Die Smart City läuft. Plattformen, Apps, Sensoren – viele Kommunen haben technisch längst aufgerüstet. Doch in der Praxis zeigt sich: Technik allein macht noch keine Smart City. Die eigentliche Herausforderung liegt in der Organisation und der Führung.

Wir haben am Fraunhofer-Institut für Arbeitswirtschaft und Organisation (IAO) zusammen mit Capgemini Invent untersucht, wie die digitale Transformation im öffentlichen Sektor gelingen kann. Ein Ergebnis: 75 Prozent der Befragten halten den Fachkräftemangel für den wesentlichen Treiber der Veränderung – noch vor Digitalisierung, Haushaltslage oder Klimazielen.

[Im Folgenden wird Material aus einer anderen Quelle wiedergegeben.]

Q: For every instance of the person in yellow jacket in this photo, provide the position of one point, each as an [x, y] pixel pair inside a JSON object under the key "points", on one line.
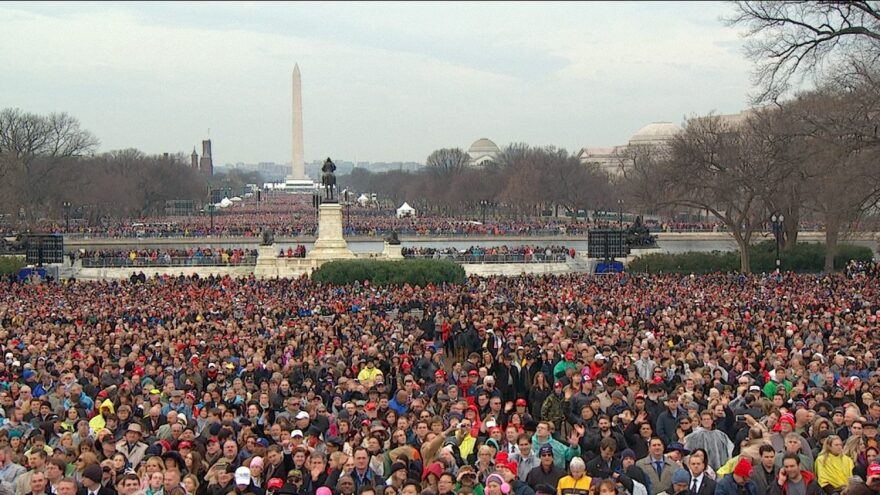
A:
{"points": [[833, 469], [98, 422], [576, 483], [369, 372]]}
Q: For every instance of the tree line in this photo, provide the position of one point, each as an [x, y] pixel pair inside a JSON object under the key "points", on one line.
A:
{"points": [[49, 160], [522, 181], [814, 152]]}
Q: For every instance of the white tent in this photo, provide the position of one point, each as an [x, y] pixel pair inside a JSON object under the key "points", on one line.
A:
{"points": [[405, 210]]}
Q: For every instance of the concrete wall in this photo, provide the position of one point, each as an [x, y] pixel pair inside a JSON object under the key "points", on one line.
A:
{"points": [[293, 268], [514, 269], [119, 273]]}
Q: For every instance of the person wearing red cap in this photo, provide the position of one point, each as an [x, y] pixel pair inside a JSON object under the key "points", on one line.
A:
{"points": [[871, 485], [738, 482], [508, 472]]}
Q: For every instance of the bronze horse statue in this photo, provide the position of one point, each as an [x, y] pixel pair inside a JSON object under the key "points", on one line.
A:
{"points": [[328, 180]]}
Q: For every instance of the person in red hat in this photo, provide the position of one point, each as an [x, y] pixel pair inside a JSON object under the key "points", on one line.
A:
{"points": [[871, 485], [738, 482]]}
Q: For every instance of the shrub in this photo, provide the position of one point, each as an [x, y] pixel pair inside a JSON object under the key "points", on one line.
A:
{"points": [[804, 257], [11, 264], [379, 272]]}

Auch in Kommunen wird der Druck spürbar: Über 100.000 Stellen sind aktuell unbesetzt. Bis 2030 scheidet rund ein Drittel der Beschäftigten altersbedingt aus. Das zeigt: Wer Smart City gestalten will, muss Verwaltung als Organisation neu denken – mit Blick auf Strukturen, Prozesse, Rollen und Kultur. Denn genau dort entscheidet sich, ob aus geförderten Projekten nachhaltige Wirkung entsteht – und ob Personal langfristig gehalten werden kann.

Unsere Überzeugung: Organisation entscheidet über Zukunftsfähigkeit – und darüber, ob Menschen bleiben.

Deshalb gilt: Smart City braucht Organisationsentwicklung. Gerade weil viele technische Grundlagen geschaffen sind – von Datenplattformen bis zu Sensorik –, geht es jetzt darum, auch die Organisation und die Führung zukunftsfähig aufzustellen. In diesem Beitrag übertragen wir zentrale Erkenntnisse aus der Studie auf den kommunalen Kontext – ergänzt durch Erfahrungen aus Smart-City-Projekten und praktischen Beispielen. Acht Thesen zur Organisationsentwicklung zeigen, worauf es jetzt ankommt, wenn Städte und Gemeinden nicht nur digitalisieren, sondern echte Transformation gestalten und nachhaltig verstetigen wollen.

These 1: Fachkräftemangel ist nicht nur ein Personalmanagementproblem, sondern eine zentrale Herausforderung einer Smart City

Die Personalsituation ist für viele Smart-City-Teams eine wiederkehrende Herausforderung. Zwar schafft die Förderung von Modellprojekten neue Stellen, doch rund ein Viertel davon bleibt laut der Evaluation durch PROGNOS unbesetzt. Befristete Verträge, fehlende Anbindung an die Kernverwaltung und unklare Rollen erschweren die Besetzung zusätzlich.

Mit der Smart City Akademie setzt der Bund gezielt auf Kompetenzentwicklung. Im Qualifizierungsprogramm „Smart City Managerin / Manager“ werden Fachkräfte praxisnah geschult – etwa in Wirkungsmessung, Datenstrategien und agiler Steuerung. Doch es braucht mehr als Weiterbildungen: Es braucht Strukturen, die Wissen sichern und Menschen halten. Führung kann die Menschen im digitalen Wandel nicht motivieren. Führung muss vielmehr Rahmenbedingungen schaffen, die die Leistungsmotive der Menschen ansprechen. Personalentwicklung ist deshalb kein Randthema, sondern sollte Teil jeder Smart-City-Strategie sein. Wer Wirkung entfalten will, muss Zukunftsrollen definieren, Entwicklung ermöglichen und Kompetenzen langfristig verankern.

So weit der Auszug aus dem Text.